Remove accents from a dataframe column in R

Question

I got a data.table base. I got a term column in this data.table

class(base$term)
[1] character
length(base$term)
[1] 27486

I'm able to remove accents from a string. I'm able to remove accents from a vector of string.

iconv("Millésime",to="ASCII//TRANSLIT")
[1] "Millesime"
iconv(c("Millésime","boulangère"),to="ASCII//TRANSLIT")
[1] "Millesime" "boulangere"

But for some reason, it does not work when I apply the very same function on my term column

base$terme[2]
[1] "Millésime"
iconv(base$terme[2],to="ASCII//TRANSLIT")
[1] "MillACsime"

Does anybody know what is going on here?

Is it because `base$terme` is a factor? Try converting to `character` first or convert the levels maybe? — NJBurgo, Aug 25 '16 at 15:07
@NJBurgo According to the first output (assuming a typo), it’s of type `character`. — Konrad Rudolph, Aug 25 '16 at 15:08
Careful: I get a completely different result for your vectors: ``[1] "Mill'esime" "boulang`ere"`` The `iconv` documentation specifies that `TRANSLIT` gives different results on different systems (which is of course a bit useless). — Konrad Rudolph, Aug 25 '16 at 15:08
Try `iconv(base$terme[2],from="latin1",to="ASCII//TRANSLIT")`. If it doesn't work, please give the output of `Encoding(base$terme[2])`. — nicola, Aug 25 '16 at 15:15

Jeldrik · Answer 1 · 2019-06-23T15:16:30.833

37

It might be easier to use the stringi package. This way, you don't need to check the encoding beforehand. Furthermore stringi is consistent across operating systems and inconv is not.

library(stringi)

base <- data.table(terme = c("Millésime", 
                             "boulangère", 
                             "üéâäàåçêëèïîì"))

base[, terme := stri_trans_general(str = terme, 
                                   id = "Latin-ASCII")]

> base
           terme
1:     Millesime
2:    boulangere
3: ueaaaaceeeiii

edited Jun 23 '19 at 15:16

answered Jun 14 '19 at 09:20

Jeldrik

371
3
5

1

This is the only method which worked for me, thanks a lot! – Janus De Bondt Mar 17 '20 at 07:30
This is the only method that worked for me as well.
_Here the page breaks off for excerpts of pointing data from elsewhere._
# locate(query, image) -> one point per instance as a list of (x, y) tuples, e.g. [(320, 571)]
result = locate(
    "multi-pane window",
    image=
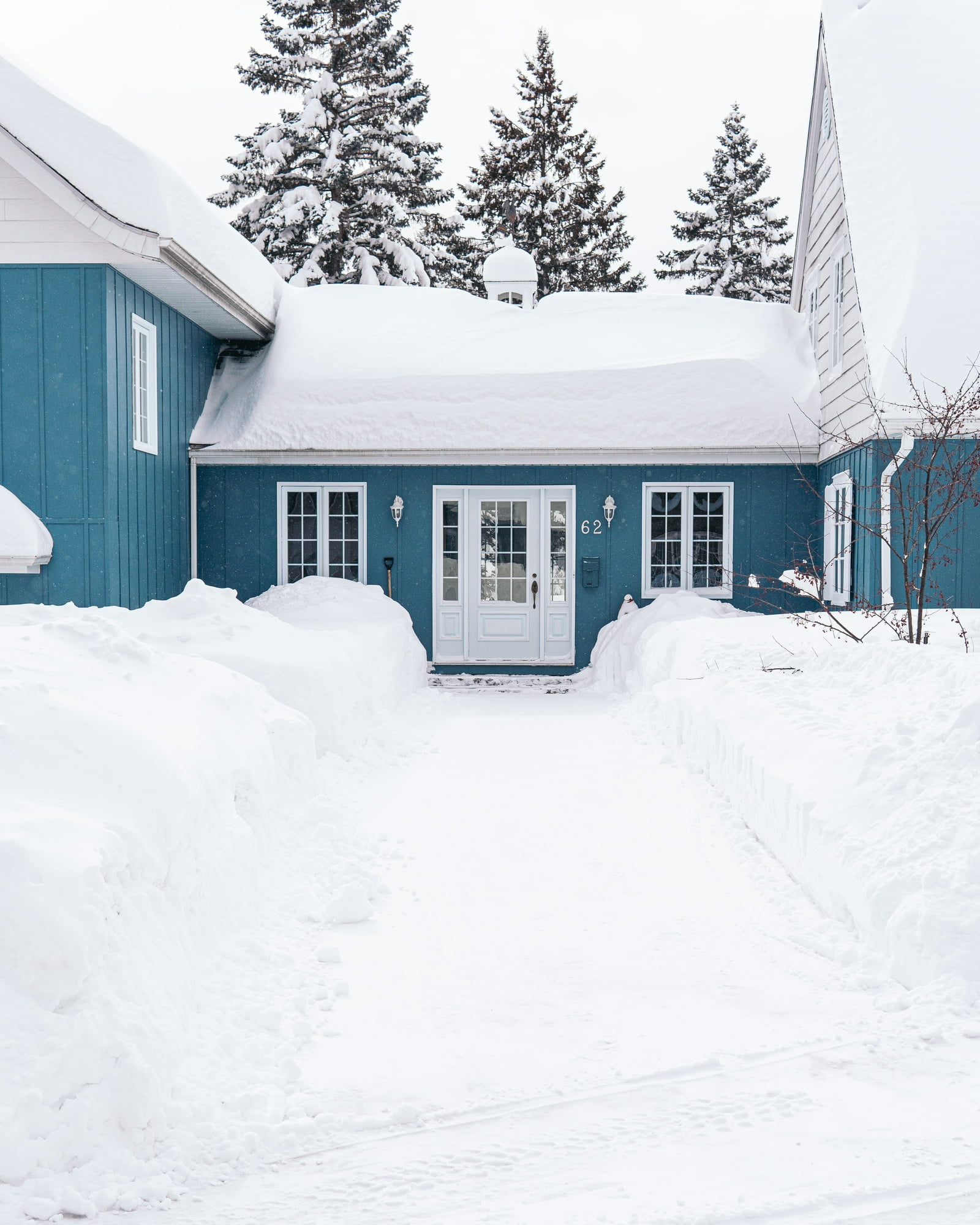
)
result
[(451, 551), (688, 540), (144, 385), (344, 535), (839, 532), (666, 529), (813, 315), (707, 538), (504, 551), (322, 532), (558, 546), (837, 315), (302, 535)]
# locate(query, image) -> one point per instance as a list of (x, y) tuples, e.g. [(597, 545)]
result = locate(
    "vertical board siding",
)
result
[(53, 423), (121, 520), (777, 522), (153, 493)]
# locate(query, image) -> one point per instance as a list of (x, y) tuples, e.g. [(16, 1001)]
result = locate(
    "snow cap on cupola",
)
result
[(511, 276)]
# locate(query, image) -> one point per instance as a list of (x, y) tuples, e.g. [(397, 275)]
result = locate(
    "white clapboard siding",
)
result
[(35, 230), (823, 239)]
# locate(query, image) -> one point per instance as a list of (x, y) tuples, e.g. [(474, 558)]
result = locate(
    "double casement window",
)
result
[(688, 540), (839, 535), (322, 532), (145, 428)]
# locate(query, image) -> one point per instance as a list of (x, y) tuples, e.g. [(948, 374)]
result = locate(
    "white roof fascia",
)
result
[(236, 319), (732, 456)]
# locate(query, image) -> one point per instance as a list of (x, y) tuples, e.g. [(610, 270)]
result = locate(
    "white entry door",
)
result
[(503, 582), (505, 585)]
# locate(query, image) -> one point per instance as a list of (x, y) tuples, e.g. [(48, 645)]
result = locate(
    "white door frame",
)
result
[(451, 622)]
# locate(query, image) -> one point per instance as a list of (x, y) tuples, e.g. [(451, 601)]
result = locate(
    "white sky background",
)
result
[(655, 80)]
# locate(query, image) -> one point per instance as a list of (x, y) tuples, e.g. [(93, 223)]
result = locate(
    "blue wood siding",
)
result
[(959, 581), (777, 519), (121, 520)]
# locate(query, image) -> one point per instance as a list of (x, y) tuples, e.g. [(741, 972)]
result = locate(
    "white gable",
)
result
[(74, 190), (907, 108)]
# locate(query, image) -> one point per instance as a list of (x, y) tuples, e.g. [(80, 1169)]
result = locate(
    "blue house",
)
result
[(513, 471), (118, 287), (888, 266)]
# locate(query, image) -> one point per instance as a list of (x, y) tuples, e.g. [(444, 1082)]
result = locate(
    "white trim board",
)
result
[(739, 456)]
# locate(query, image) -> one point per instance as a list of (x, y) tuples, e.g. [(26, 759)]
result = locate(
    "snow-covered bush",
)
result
[(858, 765)]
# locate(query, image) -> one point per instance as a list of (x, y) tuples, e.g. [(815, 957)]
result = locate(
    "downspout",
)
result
[(194, 515), (902, 455)]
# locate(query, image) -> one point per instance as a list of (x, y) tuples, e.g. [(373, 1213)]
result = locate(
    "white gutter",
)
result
[(902, 455)]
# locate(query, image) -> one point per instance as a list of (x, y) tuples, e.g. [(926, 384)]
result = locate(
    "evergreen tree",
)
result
[(732, 242), (339, 189), (549, 176)]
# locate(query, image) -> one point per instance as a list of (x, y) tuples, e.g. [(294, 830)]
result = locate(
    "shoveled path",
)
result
[(594, 998)]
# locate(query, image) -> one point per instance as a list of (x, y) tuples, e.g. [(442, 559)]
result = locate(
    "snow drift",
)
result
[(584, 371), (857, 765), (168, 853)]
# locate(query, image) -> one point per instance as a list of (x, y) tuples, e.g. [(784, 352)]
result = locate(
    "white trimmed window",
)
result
[(688, 538), (322, 532), (813, 313), (145, 426), (839, 536), (837, 317)]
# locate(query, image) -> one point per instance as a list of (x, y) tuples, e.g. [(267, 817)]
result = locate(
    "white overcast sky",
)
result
[(655, 80)]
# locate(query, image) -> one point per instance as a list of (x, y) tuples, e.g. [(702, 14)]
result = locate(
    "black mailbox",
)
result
[(590, 571)]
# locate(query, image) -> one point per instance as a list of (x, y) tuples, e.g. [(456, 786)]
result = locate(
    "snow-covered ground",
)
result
[(581, 989)]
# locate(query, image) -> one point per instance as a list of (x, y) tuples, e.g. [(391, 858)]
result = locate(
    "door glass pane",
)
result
[(504, 551), (707, 538), (666, 538), (302, 535), (344, 537), (451, 551), (559, 549)]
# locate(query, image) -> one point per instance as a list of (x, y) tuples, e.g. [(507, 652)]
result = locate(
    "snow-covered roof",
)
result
[(907, 107), (138, 204), (25, 542), (510, 264), (373, 372)]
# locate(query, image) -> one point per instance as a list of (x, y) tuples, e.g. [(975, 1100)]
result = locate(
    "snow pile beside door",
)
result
[(857, 765), (170, 863)]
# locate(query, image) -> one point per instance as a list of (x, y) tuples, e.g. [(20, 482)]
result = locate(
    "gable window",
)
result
[(839, 535), (145, 428), (322, 532), (813, 314), (688, 538), (837, 317)]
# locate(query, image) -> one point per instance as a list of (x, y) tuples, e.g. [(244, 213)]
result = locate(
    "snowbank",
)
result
[(607, 372), (168, 854), (857, 765)]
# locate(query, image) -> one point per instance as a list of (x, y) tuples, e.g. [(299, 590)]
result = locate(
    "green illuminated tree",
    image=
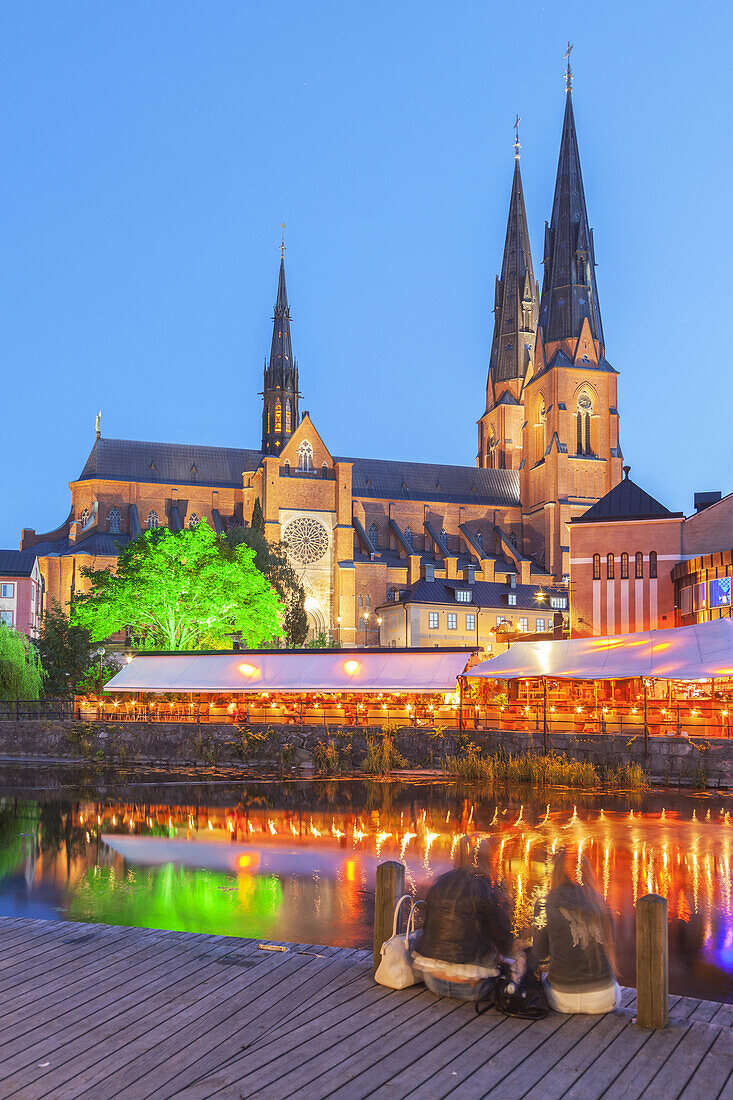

However, if someone would like to fix the following one => `ds_itens$content – Luis Feb 24 '22 at 15:01

score 33 · Answer 2 · answered Aug 26 '16 at 07:57

33

Ok the way to solve the problem :

Encoding(base$terme[2])
[1] "UTF-8"
iconv(base$terme[2],from="UTF-8",to="ASCII//TRANSLIT")
[1] "Millesime"

Thanks to @nicola

answered Aug 26 '16 at 07:57

hans glick

2,133
3
22
38

score 3 · Answer 3 · answered Feb 18 '19 at 16:18

You can apply this function

    rm_accent <- function(str,pattern="all") {
   if(!is.character(str))
    str <- as.character(str)

  pattern <- unique(pattern)

  if(any(pattern=="Ç"))
    pattern[pattern=="Ç"] <- "ç"

  symbols <- c(
    acute = "áéíóúÁÉÍÓÚýÝ",
    grave = "àèìòùÀÈÌÒÙ",
    circunflex = "âêîôûÂÊÎÔÛ",
    tilde = "ãõÃÕñÑ",
    umlaut = "äëïöüÄËÏÖÜÿ",
    cedil = "çÇ"
  )

  nudeSymbols <- c(
    acute = "aeiouAEIOUyY",
    grave = "aeiouAEIOU",
    circunflex = "aeiouAEIOU",
    tilde = "aoAOnN",
    umlaut = "aeiouAEIOUy",
    cedil = "cC"
  )

  accentTypes <- c("´","`","^","~","¨","ç")

  if(any(c("all","al","a","todos","t","to","tod","todo")%in%pattern)) # opcao retirar todos
    return(chartr(paste(symbols, collapse=""), paste(nudeSymbols, collapse=""), str))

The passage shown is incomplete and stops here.